Rolling motion, sliding, contact point, friction

Question

I have a question about rolling motion. So suppose we throw a bowling ball with no initial angular velocity, only linear velocity $v_0$. At first it will be sliding on the ground. Let the kinetic friction between the bowling ball and the ground be $\mu_k > 0$. The friction force opposes the direction of linear motion which will act as a torque about the bowling ball's axis and increase its angular velocity. Now my confusion stems from how to handle the following cases:

Assume the ball is moving in the $xy$-plane only and to the right (positive $x$-direction). CM = center of mass

$(1)$ As long as the bowling ball is not in pure rolling motion, the contact point $P$ moves relative to the surface, right? Its velocity is the sum of the velocity of the center of mass and the velocity due to its rotation in the opposite direction. $$v_P = v_\mathrm{CM} - R\omega$$ Initially, $v_P = v_\mathrm{CM}$. To increase $P$'s angular velocity, there needs to be a torque, which should be the kinetic friction force. In effect, the contact point still moves more to the right (in the direction of the CM velocity, i.e. $v_P > 0$) and the net friction will be to the left, still, causing an increase in angular velocity.

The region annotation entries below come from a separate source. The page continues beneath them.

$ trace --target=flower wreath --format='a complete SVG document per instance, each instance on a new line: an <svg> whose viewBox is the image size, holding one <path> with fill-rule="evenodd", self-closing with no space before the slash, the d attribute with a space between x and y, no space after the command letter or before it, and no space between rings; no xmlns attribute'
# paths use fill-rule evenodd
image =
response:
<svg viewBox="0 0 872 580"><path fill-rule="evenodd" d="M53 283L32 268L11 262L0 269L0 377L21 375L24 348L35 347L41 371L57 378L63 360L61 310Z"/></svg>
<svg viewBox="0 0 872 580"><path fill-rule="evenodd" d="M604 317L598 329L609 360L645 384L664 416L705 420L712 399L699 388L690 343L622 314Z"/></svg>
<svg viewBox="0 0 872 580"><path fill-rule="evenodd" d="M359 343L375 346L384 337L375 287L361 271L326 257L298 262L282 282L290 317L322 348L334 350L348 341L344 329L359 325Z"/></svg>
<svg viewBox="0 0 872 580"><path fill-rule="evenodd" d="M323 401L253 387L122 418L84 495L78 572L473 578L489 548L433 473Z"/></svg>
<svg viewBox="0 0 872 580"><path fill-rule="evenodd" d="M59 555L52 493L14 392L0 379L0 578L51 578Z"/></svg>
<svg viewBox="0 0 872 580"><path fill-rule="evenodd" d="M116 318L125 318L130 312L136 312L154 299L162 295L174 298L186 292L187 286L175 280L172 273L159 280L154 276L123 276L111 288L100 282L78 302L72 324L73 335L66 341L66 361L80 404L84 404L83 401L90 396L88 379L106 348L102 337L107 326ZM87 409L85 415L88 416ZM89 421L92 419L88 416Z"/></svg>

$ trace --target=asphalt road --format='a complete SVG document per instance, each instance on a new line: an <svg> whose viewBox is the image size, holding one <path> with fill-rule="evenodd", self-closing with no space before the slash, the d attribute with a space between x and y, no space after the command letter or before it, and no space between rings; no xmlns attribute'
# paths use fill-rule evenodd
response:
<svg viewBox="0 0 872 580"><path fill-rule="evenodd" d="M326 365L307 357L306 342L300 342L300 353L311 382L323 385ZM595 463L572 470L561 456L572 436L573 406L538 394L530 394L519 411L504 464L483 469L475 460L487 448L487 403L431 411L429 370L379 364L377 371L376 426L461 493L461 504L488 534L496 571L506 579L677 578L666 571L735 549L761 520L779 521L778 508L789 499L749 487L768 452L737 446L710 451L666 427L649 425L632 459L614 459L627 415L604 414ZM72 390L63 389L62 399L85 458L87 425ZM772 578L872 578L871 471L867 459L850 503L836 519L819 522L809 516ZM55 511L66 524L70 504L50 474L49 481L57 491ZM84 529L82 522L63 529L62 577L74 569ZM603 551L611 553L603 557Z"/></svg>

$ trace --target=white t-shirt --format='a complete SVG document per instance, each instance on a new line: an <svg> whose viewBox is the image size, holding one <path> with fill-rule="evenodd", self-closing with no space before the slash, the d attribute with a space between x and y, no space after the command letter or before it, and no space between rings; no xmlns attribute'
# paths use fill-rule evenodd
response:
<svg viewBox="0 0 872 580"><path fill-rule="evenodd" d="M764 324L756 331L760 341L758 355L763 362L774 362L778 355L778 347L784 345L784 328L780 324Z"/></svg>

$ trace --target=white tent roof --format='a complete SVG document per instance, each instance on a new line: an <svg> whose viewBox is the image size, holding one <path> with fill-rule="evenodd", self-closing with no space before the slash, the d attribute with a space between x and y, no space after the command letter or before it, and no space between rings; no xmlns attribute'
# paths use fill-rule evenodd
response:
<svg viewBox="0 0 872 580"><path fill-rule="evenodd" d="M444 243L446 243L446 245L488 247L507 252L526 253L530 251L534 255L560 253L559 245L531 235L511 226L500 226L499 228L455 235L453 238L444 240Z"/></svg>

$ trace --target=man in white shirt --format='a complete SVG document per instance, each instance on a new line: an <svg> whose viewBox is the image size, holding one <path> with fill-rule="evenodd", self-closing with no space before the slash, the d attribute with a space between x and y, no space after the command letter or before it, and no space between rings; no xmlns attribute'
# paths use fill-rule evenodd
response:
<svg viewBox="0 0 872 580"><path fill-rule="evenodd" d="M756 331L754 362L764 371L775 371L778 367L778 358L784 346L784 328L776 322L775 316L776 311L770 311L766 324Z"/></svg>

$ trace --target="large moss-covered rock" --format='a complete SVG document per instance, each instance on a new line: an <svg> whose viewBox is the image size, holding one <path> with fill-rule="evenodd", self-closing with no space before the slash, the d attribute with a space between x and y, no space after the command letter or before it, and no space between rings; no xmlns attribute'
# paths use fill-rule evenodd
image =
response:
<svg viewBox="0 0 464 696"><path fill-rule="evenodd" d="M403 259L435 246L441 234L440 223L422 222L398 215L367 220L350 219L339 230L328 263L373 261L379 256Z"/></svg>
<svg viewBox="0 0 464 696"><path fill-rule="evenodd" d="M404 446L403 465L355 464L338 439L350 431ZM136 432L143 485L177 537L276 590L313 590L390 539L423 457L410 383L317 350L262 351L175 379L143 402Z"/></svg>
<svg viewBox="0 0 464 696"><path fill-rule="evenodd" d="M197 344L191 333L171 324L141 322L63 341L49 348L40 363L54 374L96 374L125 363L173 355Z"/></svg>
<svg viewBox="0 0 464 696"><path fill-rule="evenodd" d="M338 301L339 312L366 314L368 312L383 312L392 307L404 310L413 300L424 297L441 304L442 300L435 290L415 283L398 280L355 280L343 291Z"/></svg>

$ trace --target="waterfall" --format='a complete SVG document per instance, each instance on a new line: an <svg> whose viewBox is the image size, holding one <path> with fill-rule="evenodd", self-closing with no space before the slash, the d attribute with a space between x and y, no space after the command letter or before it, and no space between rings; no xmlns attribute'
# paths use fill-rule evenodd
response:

Does the friction only apply to the contact point, thus only increasing its linear velocity opposing the motion of the CM, or does it also act to decrease the bowling ball's linear velocity until the the rolling condition $$v_\mathrm{CM} = R \omega$$ is satisfied? Will there be energy lost or just converted form linear kinetic energy to rotational kinetic energy until they "match" (pure rolling)?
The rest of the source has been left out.